Meanwhile: The Doll Maker

Monday, January 3, 2011 - 8:56 PM

What is more potent than a Word is what is unsaid. True secrets rest in silence and blindness, not in the crude matter of word and writing. This was the root of Anthargha's obsession with the void, the yearning in her to reach into the Darkness untouched by light and discover what in her it was. Sitting beneath the vast crystal lens of her observatory, she studied the spaces between stars, looking for those unseen vortices where emptiness sucked in everything around it. As constellations were the ley lines of the sky, she reasoned, then the wells of utter nothing between were another network that influenced the world.

Her origins as Angtaru made others believe her to be cruel, cold and without regard entirely for others, but in truth it was her empathy that eventually drove her away from her home city of Yngoska. It was unusual in her people, who were taught from birth that non-Angtaru were only animals, no better than sheep or cows. She was quite conscious that her work often caused fear and pain in others, and sometimes it bothered her. Neither malicious or hateful, she did not have her people's ironclad disregard for other races. but she was driven beyond compassion by her need to reach out, to understand, to immerse herself in the Between. The suffering it caused became incidental, and the irony was not lost on Anthargha, who realized that her heedless machine rush towards enlightenment was originally spurred by emotion.

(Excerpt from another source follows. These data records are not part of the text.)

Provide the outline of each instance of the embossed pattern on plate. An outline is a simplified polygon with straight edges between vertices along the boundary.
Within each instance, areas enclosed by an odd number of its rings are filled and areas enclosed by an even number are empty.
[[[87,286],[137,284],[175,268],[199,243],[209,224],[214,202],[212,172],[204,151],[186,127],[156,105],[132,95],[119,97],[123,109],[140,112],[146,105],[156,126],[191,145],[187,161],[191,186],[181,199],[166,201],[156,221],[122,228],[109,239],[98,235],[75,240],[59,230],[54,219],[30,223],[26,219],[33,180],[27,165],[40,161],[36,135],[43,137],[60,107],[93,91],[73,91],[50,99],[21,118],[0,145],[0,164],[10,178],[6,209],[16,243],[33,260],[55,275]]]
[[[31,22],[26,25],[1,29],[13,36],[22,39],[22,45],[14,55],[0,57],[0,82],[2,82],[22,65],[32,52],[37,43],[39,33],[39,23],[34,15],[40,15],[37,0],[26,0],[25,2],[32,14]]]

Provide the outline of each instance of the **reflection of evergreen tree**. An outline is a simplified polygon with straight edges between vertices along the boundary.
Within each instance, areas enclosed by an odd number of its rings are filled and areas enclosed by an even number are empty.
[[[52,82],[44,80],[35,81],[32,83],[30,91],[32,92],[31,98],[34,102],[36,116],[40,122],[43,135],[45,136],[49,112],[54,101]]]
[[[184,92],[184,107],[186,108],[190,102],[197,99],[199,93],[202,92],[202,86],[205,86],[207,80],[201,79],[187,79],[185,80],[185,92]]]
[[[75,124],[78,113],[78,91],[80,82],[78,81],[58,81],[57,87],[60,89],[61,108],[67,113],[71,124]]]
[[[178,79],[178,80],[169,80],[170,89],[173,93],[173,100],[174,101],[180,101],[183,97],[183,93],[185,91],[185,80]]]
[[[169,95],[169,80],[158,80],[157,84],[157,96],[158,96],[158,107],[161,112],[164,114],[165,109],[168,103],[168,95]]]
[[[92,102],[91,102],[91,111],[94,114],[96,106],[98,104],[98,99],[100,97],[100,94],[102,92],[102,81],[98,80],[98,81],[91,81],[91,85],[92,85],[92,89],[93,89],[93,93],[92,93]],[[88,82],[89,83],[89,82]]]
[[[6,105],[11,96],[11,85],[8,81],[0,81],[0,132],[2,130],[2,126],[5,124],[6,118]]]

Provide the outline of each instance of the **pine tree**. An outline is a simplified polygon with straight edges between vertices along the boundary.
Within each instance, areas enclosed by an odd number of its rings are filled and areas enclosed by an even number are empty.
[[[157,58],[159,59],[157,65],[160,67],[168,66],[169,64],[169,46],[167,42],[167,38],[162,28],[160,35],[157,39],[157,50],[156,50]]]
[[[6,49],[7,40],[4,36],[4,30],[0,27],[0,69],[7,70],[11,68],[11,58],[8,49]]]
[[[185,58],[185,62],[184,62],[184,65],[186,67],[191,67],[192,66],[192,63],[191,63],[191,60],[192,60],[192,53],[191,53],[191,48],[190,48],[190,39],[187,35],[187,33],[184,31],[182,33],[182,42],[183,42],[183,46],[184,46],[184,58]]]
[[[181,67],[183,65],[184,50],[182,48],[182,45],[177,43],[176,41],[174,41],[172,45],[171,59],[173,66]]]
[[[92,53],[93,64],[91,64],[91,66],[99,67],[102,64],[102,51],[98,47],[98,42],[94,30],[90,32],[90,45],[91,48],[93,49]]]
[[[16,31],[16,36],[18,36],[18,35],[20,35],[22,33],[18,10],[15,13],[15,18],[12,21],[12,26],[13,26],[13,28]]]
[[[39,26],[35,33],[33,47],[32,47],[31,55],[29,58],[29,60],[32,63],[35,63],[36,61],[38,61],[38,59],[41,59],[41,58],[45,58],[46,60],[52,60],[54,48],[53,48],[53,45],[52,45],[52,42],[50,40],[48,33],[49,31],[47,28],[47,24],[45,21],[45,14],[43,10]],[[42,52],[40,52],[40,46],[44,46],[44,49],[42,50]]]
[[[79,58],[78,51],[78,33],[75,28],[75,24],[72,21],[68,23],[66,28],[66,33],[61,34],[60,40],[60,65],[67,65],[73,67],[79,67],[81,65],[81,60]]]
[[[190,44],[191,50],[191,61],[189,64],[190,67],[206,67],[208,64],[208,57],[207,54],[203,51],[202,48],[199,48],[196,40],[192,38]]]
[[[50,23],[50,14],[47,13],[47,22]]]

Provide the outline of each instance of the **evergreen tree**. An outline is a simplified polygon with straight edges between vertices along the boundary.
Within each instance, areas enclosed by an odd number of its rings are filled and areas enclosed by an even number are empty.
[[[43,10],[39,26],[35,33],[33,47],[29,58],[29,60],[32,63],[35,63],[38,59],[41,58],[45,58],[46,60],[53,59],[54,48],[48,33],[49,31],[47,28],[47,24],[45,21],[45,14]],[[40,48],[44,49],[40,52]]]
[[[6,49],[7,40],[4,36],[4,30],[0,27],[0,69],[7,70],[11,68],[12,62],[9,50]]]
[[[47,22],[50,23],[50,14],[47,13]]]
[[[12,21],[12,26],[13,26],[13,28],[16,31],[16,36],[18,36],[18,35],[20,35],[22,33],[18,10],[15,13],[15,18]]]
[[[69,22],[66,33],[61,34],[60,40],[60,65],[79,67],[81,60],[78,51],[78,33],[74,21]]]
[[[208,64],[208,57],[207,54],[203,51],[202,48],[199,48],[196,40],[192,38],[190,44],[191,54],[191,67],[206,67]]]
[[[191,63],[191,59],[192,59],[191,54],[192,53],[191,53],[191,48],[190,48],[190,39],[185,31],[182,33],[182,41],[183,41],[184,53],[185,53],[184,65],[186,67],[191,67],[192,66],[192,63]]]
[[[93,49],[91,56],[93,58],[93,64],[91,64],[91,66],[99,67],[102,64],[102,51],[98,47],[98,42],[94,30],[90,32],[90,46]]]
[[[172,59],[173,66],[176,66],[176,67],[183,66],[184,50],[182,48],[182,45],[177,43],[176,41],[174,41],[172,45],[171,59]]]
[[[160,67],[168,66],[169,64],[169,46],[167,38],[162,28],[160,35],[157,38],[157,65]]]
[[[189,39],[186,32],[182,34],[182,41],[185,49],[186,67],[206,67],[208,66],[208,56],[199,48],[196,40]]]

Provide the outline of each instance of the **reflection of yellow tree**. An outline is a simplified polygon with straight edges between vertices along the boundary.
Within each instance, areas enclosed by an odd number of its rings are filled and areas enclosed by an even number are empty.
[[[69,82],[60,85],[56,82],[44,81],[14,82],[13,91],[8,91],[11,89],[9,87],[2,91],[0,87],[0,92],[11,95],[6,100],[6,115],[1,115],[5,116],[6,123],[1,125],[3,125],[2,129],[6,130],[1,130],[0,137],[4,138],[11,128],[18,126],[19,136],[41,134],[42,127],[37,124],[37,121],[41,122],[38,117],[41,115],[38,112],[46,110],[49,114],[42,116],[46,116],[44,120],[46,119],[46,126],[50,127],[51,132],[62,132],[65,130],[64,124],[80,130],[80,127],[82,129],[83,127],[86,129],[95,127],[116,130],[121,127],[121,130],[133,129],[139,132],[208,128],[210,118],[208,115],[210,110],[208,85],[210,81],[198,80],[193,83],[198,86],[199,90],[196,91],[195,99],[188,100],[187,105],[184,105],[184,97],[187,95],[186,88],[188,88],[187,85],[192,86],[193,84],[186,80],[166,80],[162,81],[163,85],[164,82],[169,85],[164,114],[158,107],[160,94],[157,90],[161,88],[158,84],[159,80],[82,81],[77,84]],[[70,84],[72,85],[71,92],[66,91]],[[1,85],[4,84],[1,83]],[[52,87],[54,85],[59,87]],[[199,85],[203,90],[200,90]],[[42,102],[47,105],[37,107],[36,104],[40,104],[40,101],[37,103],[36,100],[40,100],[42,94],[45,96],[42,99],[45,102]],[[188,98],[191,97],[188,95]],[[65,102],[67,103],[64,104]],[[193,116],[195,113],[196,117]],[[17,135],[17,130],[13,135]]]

When she was only a girl, wide-eyed and careful in her studies, her crèche leaders had taken her to the House of the Doll. It was customary at that age to view the most significant monument in Yngoska; it would be the first time a young Angtaru girl would see her culture acknowledge a thing of importance outside of her own people. In ancient days, the doll-titan Calacbrool had stopped at Yngoska, and the histories tell how it taught Anthargha's predecessors the Cult of Self-Transcendence, taught them the power of science and the weaknesses of the flesh. Then it departed again, and her people eventually created the House of the Doll to commemorate their first and most terrible teacher.

The image of Calacbrool was fifty feet tall, a magnificent and foreboding thing made of polished, gleaming struts of metal, pistons, gears, wheels, and cables. It seemed to hang from nothing, suspended by marionette-like black metal strings as thick as a man's leg, and its face, lolling on the pivot of its metal neck, was covered over by a vast pale mask. The whole of it shifted, twitched and writhed under the demands of its own gears and wheels, and as she'd watched it in wonder, the wide eye holes of its pale mask had aimed themselves down at her, and she'd seen the eyes themselves roll out of the darkness, fixing her for a moment with flat, cold and empty black mirrors.

Anthargha remembered feeling as if her heart was caught between the effigy's tremendous steel fingers. She'd known, rationally, that the idol was just a machine, a facsimile without any driving force but the mechanism that moved it, but she could not escape the feeling that the staring eyes had seen her somehow. Desire was still a new and strange thing beyond the plain satisfaction of ownership, and the Angtaru do not have a word for 'love' in their language. But she would find herself wondering how the expressionless mask would feel under her hands, find herself strangely aching at the geometry of the effigy, find herself hoping, wishing for a single word from it.

There were no dreams for Anthargha. The stone and metal arches of her bedchamber were marked with long, sinuous sigils that bound up the room in silence, and the door would seal when shut, isolating her slumber from the tatters of dreams that floated in the metaphysical air. When she slept, it was a taste of oblivion; black, empty, stillness. But her last thought before she fell into slumber was always the same thing. Whenever she fell asleep, ever after, she would always remember the moment of standing before Calacbrool, caught under the weight of a lifeless gaze and pining for the impossible empty silence there.